A désormais quelques jours de la reprise du championnat du Monde FIA sur la piste canadienne de Trois-Rivières et à l'issue d'une ultime répétition générale organisée lors de la dernière séance officielle de tests en Lettonie, le clan Peugeot Sport emmené par sa paire Loeb/Hansen s'apprête de nouveau à croiser le fer avec Audi Sport tandis que Volkswagen Motorsport dispose désormais d'un avantage qui s'annonce pour le moins rédhibitoire pour ses deux adversaires.
Certains lendemains peuvent se révéler plus difficiles que d'autres. Pour Peugeot, le voyage retour depuis la Scandinavie et le Varmland fut tout aussi douloureux que les affreuses migraines ressenties par les fêtards de la non moins fameuse Happy Street. Dans ses souvenirs désormais lointains, la maison bleue devait encore vaguement se remémorer cette sensation grisante expérimentée à la mi-mai lorsque Loeb triomphait enfin en Belgique après une abstinence longue de 18 mois et des neuf longueurs de retard qu'il comptait alors que Kristoffersson au général du championnat. Et si la gestation fut longue côté Peugeot, elle fut néanmoins plus que probante avec une lionne enfin en mesure de jouer les yeux dans les yeux avec des Polo qui, subitement, n'eurent plus le pouvoir d'impressionner qui que ce soit.
Pourtant, d'erreurs humaines en Norvège à une fiabilité évaporée pour la deuxième année de suite sur la piste de Barcelone, les neuf points de débours que Loeb comptait au soir de sa victoire belge auront rapidement pris des proportions inattendues. Sur les deux dernières courses, Loeb s'emploiera à signer son arrêt de mort en laissant filer pas moins de 34 unités au bénéfice exclusif d'un Johan Kristoffersson dont l'avantage est désormais porté à 48 longueurs d'avance sur le tricolore.
D'un espoir aussi réel que prometteur, l'ardoise laissée par Peugeot en Scandinavie fut aussi hasardeuse que les esprits alcoolisés titubant, sourires en coin, dans la clarté de la nuit suédoise. De la nouvelle Peugeot 208 réclamée de ses vœux par Loeb pour faire la nique à Kristoffersson, l'arrivée de l'arme construite sur mesure pour le pilote alsacien ne fut pas à la hauteur des attentes placées en elle. Où plutôt, cette dernière était bien trop "verte" pour justifier d'une entrée en compétition aussi périlleuse sur le technique et difficile circuit d'Holjes. Un choix stratégique hasardeux alors même que la lionne usitée depuis le début du championnat apparaissait comme un argument suffisant pour dire d'être largement dans le match face aux Polo.

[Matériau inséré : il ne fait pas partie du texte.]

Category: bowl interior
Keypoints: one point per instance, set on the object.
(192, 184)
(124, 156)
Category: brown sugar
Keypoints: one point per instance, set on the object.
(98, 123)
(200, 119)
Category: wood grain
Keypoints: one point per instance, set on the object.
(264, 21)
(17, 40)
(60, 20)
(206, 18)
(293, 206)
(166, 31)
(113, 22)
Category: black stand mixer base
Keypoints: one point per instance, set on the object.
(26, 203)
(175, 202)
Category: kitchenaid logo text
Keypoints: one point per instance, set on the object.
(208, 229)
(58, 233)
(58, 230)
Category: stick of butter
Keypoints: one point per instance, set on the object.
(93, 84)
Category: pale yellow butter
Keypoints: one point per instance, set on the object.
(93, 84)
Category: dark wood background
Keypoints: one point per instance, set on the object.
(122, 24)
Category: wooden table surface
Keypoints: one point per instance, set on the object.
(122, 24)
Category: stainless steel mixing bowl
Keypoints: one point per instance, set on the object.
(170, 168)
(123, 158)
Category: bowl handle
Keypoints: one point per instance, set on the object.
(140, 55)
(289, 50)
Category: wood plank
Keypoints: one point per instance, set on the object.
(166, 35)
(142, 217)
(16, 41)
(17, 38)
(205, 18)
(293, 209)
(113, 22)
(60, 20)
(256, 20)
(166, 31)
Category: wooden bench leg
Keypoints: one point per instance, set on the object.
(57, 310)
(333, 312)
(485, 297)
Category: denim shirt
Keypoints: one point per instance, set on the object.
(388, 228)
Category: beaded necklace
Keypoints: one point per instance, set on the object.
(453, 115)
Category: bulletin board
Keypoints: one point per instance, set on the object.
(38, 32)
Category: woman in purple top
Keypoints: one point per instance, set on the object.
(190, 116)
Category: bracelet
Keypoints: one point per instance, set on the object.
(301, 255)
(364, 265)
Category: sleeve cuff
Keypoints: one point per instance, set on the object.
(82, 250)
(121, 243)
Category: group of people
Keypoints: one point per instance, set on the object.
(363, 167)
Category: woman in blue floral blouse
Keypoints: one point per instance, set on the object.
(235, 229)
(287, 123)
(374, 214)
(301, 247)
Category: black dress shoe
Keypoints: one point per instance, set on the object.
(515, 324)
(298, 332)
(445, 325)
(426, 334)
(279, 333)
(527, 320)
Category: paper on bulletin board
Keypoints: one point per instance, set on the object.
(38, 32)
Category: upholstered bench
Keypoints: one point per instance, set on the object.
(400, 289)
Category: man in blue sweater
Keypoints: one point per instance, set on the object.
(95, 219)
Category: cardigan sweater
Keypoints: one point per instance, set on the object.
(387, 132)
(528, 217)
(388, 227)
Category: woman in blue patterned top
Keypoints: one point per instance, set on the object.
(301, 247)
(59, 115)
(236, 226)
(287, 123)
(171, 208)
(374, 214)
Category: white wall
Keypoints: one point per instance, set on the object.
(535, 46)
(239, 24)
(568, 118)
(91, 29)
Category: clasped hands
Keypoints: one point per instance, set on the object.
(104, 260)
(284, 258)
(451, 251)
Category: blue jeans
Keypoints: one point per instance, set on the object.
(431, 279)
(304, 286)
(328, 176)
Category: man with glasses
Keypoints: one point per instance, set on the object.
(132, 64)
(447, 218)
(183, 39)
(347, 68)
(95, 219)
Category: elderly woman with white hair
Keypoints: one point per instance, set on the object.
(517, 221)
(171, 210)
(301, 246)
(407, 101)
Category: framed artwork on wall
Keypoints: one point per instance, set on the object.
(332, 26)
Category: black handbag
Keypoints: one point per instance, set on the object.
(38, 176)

"Ce que nous avons cherché à faire, c'est à recentrer et à abaisser les masses indiquait Bruno Famin il y a quelques semaines à l'heure de dresser la liste des nouvelles évolutions pensées en interne et qui, outre un nouveau moteur conçu "maison", devait permettre aux pilotes Peugeot de s'appuyer sur un gain d'efficacité sans équivalent.
"Quand on regarde les voitures de nos concurrents, et c'était déjà le cas pour la DS3 de Petter Solberg, on a la sensation qu'elles pivotent toutes seules sur elles-mêmes. C'est donc dans cette voie précise que nous avons cherché à travailler tout en allégeant la voiture au maximum pour ainsi recentrer au mieux les masses. Sébastien Loeb était demandeur de cette philosophie et c'est lui qui est à l'origine de ces changements. Cela allait dans le bon sens de la physique et les ingénieurs ne pouvaient être que d'accord avec sa vision des choses"
Sauf qu'aligner la voiture en compétition à un stade aussi crucial de la saison relevait d'une pure folie quand Lohéac aurait pu constituer un terrain de jeu idéal tout en permettant à Peugeot Sport de peaufiner tranquillement sa copie et ainsi se hisser en qualité de menace crédible aux yeux de Volkswagen en vue de la dernière ligne droite du championnat.
Timmy Hansen garde confiance
A Riga la semaine passée, Peugeot aura néanmoins pu réviser ses gammes avant de mettre le cap sur le Canada. A l'issue de ces tests, Timmy Hansen ne pouvait que reconnaître les difficultés éprouvées en Suède.
"Nous avons eu beaucoup à faire à Holjes et je pense même que nous avons été un peu surpris par l'ampleur de la tâche que nous devions remplir. Cependant, nous avons réussi une belle course là-bas même si nous savions d'ores et déjà qu'il nous restait quantité de choses à améliorer pour la suite. Nous avons réalisés de réels progrès durant ces tests de Riga et je suis convaincu que la voiture sera plus performante au Canada qu'elle n'a été en Suède" soulignait Hansen.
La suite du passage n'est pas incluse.